Oui, évidemment, mais je suis époustouflé de voir que les ostréiculteurs et les myticulteurs ne mettent pas en cause l’agriculture intensive, par solidarité professionnelle sans doute.
Pourtant lors des barrages filtrants sur le Pont de l’île de Ré début juillet, ils ont bien incriminés les produits phystosanitaires et les nitrates utilisés notamment par les céréaliers ?
Non, je n’ai lu cela nulle part dans les médias (NDLR : Ré à la Hune s’en est pourtant fait l’écho). Le Président de la Chambre d’Agriculture de Charente-Maritime, Luc Servant, m’a envoyé un courrier en date du 16 mai 2014 me reprochant mes propos tenus lors de la réunion du Conseil général du 25 avril 2014, qui ont certes été rapportés sous une forme un peu brutale dans Sud- Ouest. Mais sur le fond, je ne renie aucun de ces propos et j’ai répondu à Luc Servant le 22 mai lui rappelant que je ne suis pas le seul à me poser des questions quant à l’impact des pratiques agricoles intensives, la Charente étant décrite dans les conclusions d’analyses et études menées par les agences de l’eau sur l’état des eaux des fleuves et rivières de France comme un « nid à pesticides utilisés par l’agriculture ».

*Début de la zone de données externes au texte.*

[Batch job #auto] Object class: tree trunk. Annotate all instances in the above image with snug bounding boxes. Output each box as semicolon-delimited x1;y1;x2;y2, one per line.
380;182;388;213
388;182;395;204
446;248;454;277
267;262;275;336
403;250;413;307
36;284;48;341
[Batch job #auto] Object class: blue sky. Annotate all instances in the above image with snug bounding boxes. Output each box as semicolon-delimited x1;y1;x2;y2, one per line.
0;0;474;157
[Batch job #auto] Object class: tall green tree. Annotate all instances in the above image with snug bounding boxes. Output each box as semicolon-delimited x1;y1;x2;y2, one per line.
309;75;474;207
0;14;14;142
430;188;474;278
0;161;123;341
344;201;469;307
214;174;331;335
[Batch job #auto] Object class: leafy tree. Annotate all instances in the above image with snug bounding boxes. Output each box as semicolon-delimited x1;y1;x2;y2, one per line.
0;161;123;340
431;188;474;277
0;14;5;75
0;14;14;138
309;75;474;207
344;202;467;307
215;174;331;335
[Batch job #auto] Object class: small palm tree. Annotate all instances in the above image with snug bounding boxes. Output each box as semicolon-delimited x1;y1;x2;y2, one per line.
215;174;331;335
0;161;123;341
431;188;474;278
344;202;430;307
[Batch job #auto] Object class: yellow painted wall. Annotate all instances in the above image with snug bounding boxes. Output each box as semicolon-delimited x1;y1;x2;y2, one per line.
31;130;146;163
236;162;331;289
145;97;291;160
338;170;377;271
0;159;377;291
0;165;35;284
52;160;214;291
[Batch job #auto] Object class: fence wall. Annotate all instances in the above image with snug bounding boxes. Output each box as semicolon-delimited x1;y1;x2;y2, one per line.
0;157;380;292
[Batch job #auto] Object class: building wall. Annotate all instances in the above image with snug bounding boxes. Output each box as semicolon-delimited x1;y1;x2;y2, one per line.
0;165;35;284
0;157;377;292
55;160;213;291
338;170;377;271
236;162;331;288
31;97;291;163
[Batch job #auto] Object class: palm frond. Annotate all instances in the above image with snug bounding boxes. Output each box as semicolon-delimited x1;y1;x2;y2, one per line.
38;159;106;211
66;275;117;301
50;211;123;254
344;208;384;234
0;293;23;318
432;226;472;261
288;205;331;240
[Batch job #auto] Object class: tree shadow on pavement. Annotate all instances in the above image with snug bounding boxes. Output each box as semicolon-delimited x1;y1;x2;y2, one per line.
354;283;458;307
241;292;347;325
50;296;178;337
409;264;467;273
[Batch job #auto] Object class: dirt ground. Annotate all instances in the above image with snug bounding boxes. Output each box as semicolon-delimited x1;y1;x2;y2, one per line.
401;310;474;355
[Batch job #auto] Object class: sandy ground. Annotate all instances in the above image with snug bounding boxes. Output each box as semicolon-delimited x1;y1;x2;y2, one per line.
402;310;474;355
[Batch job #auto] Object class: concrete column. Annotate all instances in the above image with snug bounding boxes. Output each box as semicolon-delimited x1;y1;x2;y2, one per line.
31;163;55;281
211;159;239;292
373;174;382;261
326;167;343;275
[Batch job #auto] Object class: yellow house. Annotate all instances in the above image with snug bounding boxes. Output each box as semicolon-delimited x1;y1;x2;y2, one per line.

Petit à petit, l’agriculture est devenue dépendante de ses nombreux partenaires, entre autres les industriels des produits phytosanitaires et les banquiers qui obligent à encore mieux rentabiliser les exploitations. Mon propos n’est pas d’accabler la profession qui m’est chère… Mais la FNSEA pèse très lourd…
Vous avez récemment reproché aux élus rétais de ne pas vous avoir communiqué l’utilisation faite de l’écotaxe, pour la gestion de laquelle vous avez reçu délégation du Président Bussereau, or ceux-ci maintiennent qu’ils vous ont fourni toutes les informations lors d’une réunion qui s’est tenue au Conseil général. Ré à la Hune a d’ailleurs fait un article complet sur l’utilisation par les communes de cette écotaxe, obtenant sans difficultés les informations des 10 communes. Qu’en est-il ?
Je maintiens que nous n’avons pas eu communication de ces informations et de l’utilisation faite des 650 000 € qui reviennent aux communes.
Êtes-vous favorable au Parc Naturel Marin et que pensez-vous du développement du Grand Port Maritime de La Rochelle ?
Jacques Toubon, arrivé en fin d’entretien : Le Parc Naturel Marin peut créer un environnement favorable face au problème de la dégradation des eaux littorales. Quant au développement portuaire, il faut le replacer dans des perspectives historiques, qui ne sont pas forcément écologiques, et vont vers la poldérisation, ainsi que dans un contexte économique difficile.
Léon Gendre : Je suis favorable au développement du Grand Port Maritime sur des bases étudiées et dès lors que l’on prolonge l’A831 pour optimiser le trafic routier.